Sur le point de passage pour les civils entre le territoire contrôlé par le gouvernement ukrainien et la soi-disant République populaire de Lougansk l’ambiance est encore plus tendue. Depuis quelques jours, il est fermé à cause des tirs constants. Il est impossible même de s’en approcher : les soldats ne le permettent pas. Ni le justificatif de bénévole, ni la carte de presse n’aident. Un des soldats explique : «Les alentours du point de passage sont la cible des snipers. Il y a deux semaines, deux civils ont été blessés ici. Nous ne pouvons pas vous laisser passer».

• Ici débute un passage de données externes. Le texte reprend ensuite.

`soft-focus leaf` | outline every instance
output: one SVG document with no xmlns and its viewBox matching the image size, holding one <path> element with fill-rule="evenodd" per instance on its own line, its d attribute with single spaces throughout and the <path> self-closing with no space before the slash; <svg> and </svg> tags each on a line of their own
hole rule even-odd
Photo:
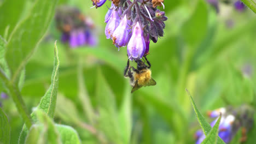
<svg viewBox="0 0 256 144">
<path fill-rule="evenodd" d="M 30 13 L 14 28 L 6 45 L 5 58 L 12 81 L 20 71 L 42 39 L 53 18 L 57 0 L 37 0 Z"/>
<path fill-rule="evenodd" d="M 10 143 L 10 127 L 8 119 L 0 107 L 0 143 L 3 144 Z"/>
<path fill-rule="evenodd" d="M 84 82 L 84 78 L 83 75 L 83 63 L 81 57 L 79 58 L 78 62 L 78 80 L 79 86 L 78 97 L 83 105 L 84 112 L 88 118 L 90 124 L 92 124 L 95 121 L 95 115 L 94 109 L 91 104 L 91 100 L 88 95 L 85 83 Z"/>
<path fill-rule="evenodd" d="M 20 18 L 26 2 L 8 0 L 4 1 L 3 4 L 0 5 L 0 35 L 3 37 L 7 28 L 9 33 L 11 32 Z"/>
<path fill-rule="evenodd" d="M 41 133 L 43 131 L 43 127 L 42 126 L 36 124 L 32 125 L 26 138 L 26 144 L 39 143 L 39 140 L 42 136 Z"/>
<path fill-rule="evenodd" d="M 60 135 L 51 118 L 41 110 L 36 110 L 36 113 L 42 127 L 32 127 L 32 131 L 28 132 L 25 143 L 62 143 Z"/>
<path fill-rule="evenodd" d="M 78 123 L 82 120 L 78 110 L 72 101 L 61 94 L 58 94 L 58 100 L 56 107 L 56 115 L 66 123 Z"/>
<path fill-rule="evenodd" d="M 202 144 L 216 144 L 217 142 L 218 134 L 219 132 L 219 125 L 222 116 L 220 116 L 213 128 L 211 130 L 211 131 L 206 136 L 206 137 L 202 142 Z"/>
<path fill-rule="evenodd" d="M 205 133 L 205 135 L 207 135 L 209 134 L 211 130 L 212 129 L 212 127 L 211 127 L 210 124 L 207 123 L 205 117 L 203 117 L 203 116 L 202 115 L 201 112 L 197 109 L 197 107 L 196 107 L 195 101 L 194 101 L 192 96 L 191 96 L 190 93 L 189 92 L 189 91 L 187 89 L 187 92 L 189 97 L 189 99 L 191 100 L 192 105 L 193 106 L 194 110 L 195 110 L 195 112 L 196 114 L 196 117 L 197 117 L 198 121 L 199 122 L 199 123 L 200 124 L 200 125 L 203 131 L 203 133 Z M 225 142 L 222 140 L 222 139 L 220 139 L 218 136 L 217 139 L 217 143 L 225 144 Z"/>
<path fill-rule="evenodd" d="M 198 1 L 194 10 L 182 28 L 182 35 L 190 46 L 201 43 L 206 35 L 207 27 L 208 9 L 205 1 Z"/>
<path fill-rule="evenodd" d="M 78 134 L 72 127 L 61 124 L 55 124 L 55 126 L 60 135 L 63 144 L 80 143 Z"/>
<path fill-rule="evenodd" d="M 74 50 L 73 52 L 77 55 L 81 56 L 92 55 L 104 61 L 109 65 L 113 67 L 113 68 L 118 70 L 118 71 L 124 69 L 124 65 L 125 65 L 127 62 L 127 59 L 125 60 L 104 49 L 90 49 L 90 47 L 88 47 L 86 49 L 77 49 Z"/>
<path fill-rule="evenodd" d="M 99 127 L 113 142 L 120 143 L 115 97 L 101 70 L 97 75 L 96 95 L 99 112 Z"/>
<path fill-rule="evenodd" d="M 131 86 L 128 82 L 125 87 L 124 99 L 119 112 L 119 128 L 121 130 L 121 136 L 124 143 L 130 143 L 132 129 L 132 97 L 130 93 Z"/>
<path fill-rule="evenodd" d="M 43 110 L 44 112 L 47 113 L 51 118 L 53 118 L 54 115 L 57 99 L 57 90 L 59 84 L 59 67 L 60 66 L 60 61 L 59 60 L 58 50 L 57 49 L 56 42 L 54 52 L 55 60 L 54 71 L 51 76 L 51 84 L 44 97 L 41 99 L 40 103 L 37 107 L 37 109 Z M 34 122 L 37 121 L 35 113 L 33 112 L 31 113 L 31 117 Z M 24 125 L 19 139 L 19 143 L 24 143 L 27 133 L 27 128 L 26 125 Z"/>
</svg>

Pour les citoyens ukrainiens qui ont eu malheur de vivre dans les territores occupés, ce point de passage est le seul chemin vers la liberté. Ils le traversent pour voir leurs proches, pour recevoir leurs prestations sociales, pour acheter de la nourriture. Les laisser sans possibilté de sortir des territoires occupés signifie les condamner à mourir de faim.

«L’oeuf de Pâques fait son chemin de Stanytsya Louganska jusqu’à Lviv»

Même dans les temps difficiles de la guerre, les habitants de Stanytsya Louganska continuent à soutenir et à développer les traditions culturelles et historiques de l’Ukraine. En Avril 2016, juste avant la Pâque orthodoxe, le Conseil des professeurs du district de Stanytsya Louganska a initié une action «L’oeuf de Pâques fait son chemin de Stanytsya Louganska jusqu’à Lviv». Cette action avec  la participation des élèves de la ville, comprend  une initiation à  la peinture sur les œufs (pyssanke), le concours du plus bel oeuf peint et une exposition des oeufs peints dans le musée de la ville. L’objectif de cette action est de soutenir cette belle et ancienne tradition ukrainienne de peindre des oeufs pour Pâques, mais aussi de tisser des liens d’amitié avec d’autres petits Ukrainiens. Le point culminant de cette action a été l’échange des oeufs de Pâques avec d’autres écoles ukrainiennes, y compris, les écoles de Lviv, Soumy, Odessa, Poltava et Oujgorod. Selon les organisateurs de l’événement, les enfants ont été très contents d’y participer et leurs parents ont aussi approuvé cette action. «Cette action a été suivie par les enfants de toutes les écoles de Stanytsya Louganska, nous sommes heureux qu’ils aient soutenu cette idée et se soient vraiment donnés à fond».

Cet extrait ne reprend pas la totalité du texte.